A single word explains why CNN felt obliged to trade it's once-crusty image as a hard-nosed team devoted to the news, and nothing but the news, for a sleeker more polished look: competition.

For a number of years CNN had the international 24-hour news platform to itself. The network first emerged as a major player a decade ago during the Gulf War. In those days, CNN ostensibly made no effort to showcase attractive people. Instead it featured reporters with iron clad news credentials but looks that were nothing to write home about--people like Wolf Blitzer and Bernie Shaw. "They didn't have to worry about personality--they were alone Out there," says Thompson.
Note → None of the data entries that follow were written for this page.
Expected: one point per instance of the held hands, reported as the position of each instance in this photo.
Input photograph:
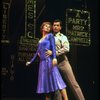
(27, 63)
(54, 61)
(48, 52)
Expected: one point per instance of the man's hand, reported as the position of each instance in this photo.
(48, 52)
(27, 63)
(54, 61)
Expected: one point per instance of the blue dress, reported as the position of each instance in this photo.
(49, 78)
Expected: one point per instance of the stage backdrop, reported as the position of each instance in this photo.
(21, 20)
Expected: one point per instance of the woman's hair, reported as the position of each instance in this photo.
(44, 24)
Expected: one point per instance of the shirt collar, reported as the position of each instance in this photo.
(58, 34)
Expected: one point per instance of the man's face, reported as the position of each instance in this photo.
(56, 27)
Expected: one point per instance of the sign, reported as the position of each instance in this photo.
(5, 21)
(28, 43)
(78, 27)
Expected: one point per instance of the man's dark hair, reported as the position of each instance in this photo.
(58, 20)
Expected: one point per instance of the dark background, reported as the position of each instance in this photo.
(84, 59)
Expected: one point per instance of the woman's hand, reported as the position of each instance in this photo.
(27, 63)
(48, 52)
(54, 61)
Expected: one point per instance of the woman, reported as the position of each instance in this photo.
(49, 78)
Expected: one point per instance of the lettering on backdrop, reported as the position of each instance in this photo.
(28, 42)
(78, 27)
(5, 21)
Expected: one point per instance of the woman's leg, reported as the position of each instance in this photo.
(64, 94)
(47, 96)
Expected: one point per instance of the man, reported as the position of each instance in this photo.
(62, 47)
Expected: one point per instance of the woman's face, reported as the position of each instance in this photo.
(46, 28)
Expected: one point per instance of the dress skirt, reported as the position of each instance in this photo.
(49, 78)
But in the mid-nineties, MSNBC came along with a more user-friendly format, like the running headlines now ubiquitous on 24-hour news networks, and offering regular features about celebrities. "A lot of it was pretty cheesy, but it started to bring in viewers," comments Thompson.

Then Fox arrived on the scene with its own 24-hour network. Now CNN was sharing the 24-hour news slot with two players, both of which played hard bail. Both brought in celebrity journalists. At MSNBC there was the blond and poised Jane Pauley--former host of the Today Show, the most popular early morning news feature show in the U.S. Fox had former sensationalist talk-show host Geraldo Rivera--the butt of many jokes but nonetheless a draw.

"The top execs at CNN recognised they had to make a move," says Thompson. "They weren't about go give up their franchise as the world's most serious international news network and go the route of entertainment. Instead, they offered viewers something nice to look at."

The strategy seems to be working. During the Gulf War, CNN had a viewership of 7 million in Europe, Africa, and Asia, and the Middle East. last year it was up to 150 million. CNN International has the highest viewership, and CNN.com has the largest online news audience in Europe.

Surveys by CNN of its own audience have found that viewers typically are affluent, aged 30 to 49 (average age 43), educated, fluent in English, business decision-makers, and frequent travellers. In the network's infancy as an international medium, it primarily drew an audience of business travellers, most of them Americans, who usually caught the news in hotel rooms. Today, 99 percent of CNN's viewers live in the country where they watch the network. The vast majority are male. "This demographic explains, of course, why the network has recruited so many young, attractive female journalists in recent times," says Thompson.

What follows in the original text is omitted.